Les neurosciences ont beaucoup éclairci cette question. Depuis toujours, on a remarqué que des enfants intelligents et motivés ne parvenaient pas à lire (pas du tout ou très mal, ou en faisant beaucoup d'erreurs, ou très lentement, ou très laborieusement...), mais on ne comprenait pas bien ce qui « bloquait ». Maintenant que les mécanismes d'accès à la lecture sont quasiment élucidés au niveau cérébral, on peut concevoir que chaque étape de cet apprentissage peut, potentiellement, dysfonctionner, générant différentes formes de dyslexies. C'est évidemment très important, car selon le mécanisme défaillant, les aides, rééducations ou adaptations utiles à l'enfant seront différentes...

Quels conseils donneriez-vous aux parents qui souhaitent aider et/ou accompagner leurs enfants dans leurs apprentissages ?

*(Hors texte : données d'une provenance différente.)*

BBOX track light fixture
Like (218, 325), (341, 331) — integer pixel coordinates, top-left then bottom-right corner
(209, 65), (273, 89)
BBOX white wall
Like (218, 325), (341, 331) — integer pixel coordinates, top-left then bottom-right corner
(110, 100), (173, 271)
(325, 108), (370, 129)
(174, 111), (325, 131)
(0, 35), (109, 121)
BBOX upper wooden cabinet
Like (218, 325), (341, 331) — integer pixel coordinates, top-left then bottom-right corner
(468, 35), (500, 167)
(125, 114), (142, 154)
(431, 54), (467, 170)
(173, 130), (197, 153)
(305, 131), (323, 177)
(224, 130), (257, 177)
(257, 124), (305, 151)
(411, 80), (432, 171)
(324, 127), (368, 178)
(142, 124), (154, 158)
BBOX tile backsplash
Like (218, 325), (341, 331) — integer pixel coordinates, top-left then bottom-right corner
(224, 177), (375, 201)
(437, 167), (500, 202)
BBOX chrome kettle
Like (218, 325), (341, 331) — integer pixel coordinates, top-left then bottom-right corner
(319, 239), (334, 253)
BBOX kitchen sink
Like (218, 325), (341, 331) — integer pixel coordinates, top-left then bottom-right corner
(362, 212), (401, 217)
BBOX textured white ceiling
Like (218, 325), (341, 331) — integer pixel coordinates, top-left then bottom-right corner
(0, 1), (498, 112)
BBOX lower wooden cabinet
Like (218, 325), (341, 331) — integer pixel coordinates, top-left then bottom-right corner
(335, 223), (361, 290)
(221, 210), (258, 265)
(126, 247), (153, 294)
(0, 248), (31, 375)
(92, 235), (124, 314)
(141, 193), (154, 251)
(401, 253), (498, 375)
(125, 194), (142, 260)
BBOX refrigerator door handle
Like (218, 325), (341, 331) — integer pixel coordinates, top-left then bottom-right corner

En tout premier lieu, de renoncer autant que possible aux menaces, punitions et jugements négatifs qui ne font qu'augmenter le stress de l'enfant sans l'aider en rien, ni à se motiver, ni à apprendre, ni à y trouver les satisfactions qui -  à long terme - lui permettront une scolarité de qualité. Il faut plutôt essayer de comprendre quelles difficultés rencontre l'enfant (absence de motivation, de satisfactions, obstacle momentané ou durable dans telle ou telle discipline, découragement, incompréhension de certaines notions…) et lui faire comprendre que l'on se tient à ses côtés pour le soutenir et l'aider. Ainsi, beaucoup d'enfants ont besoin d'aide pour « rentabiliser » leurs efforts (et donc les poursuivre) : il faut leur dire clairement comment on s'y prend pour apprendre une récitation, une définition, une leçon d'histoire ou les résultats d'une expérience en sciences ; leur expliquer comment on lit un roman ou une leçon d'anglais. Il faut aussi les guider pour favoriser la mémorisation à long terme des notions apprises (et non lire et relire la leçon !), les conseiller efficacement sur le planning des révisions, etc. Ces stratégies générales (on parle souvent de « méthodologie »), associées aux encouragements, sont les clés de la réussite, laquelle enclenche en boucle le cercle vertueux du plaisir et de la motivation.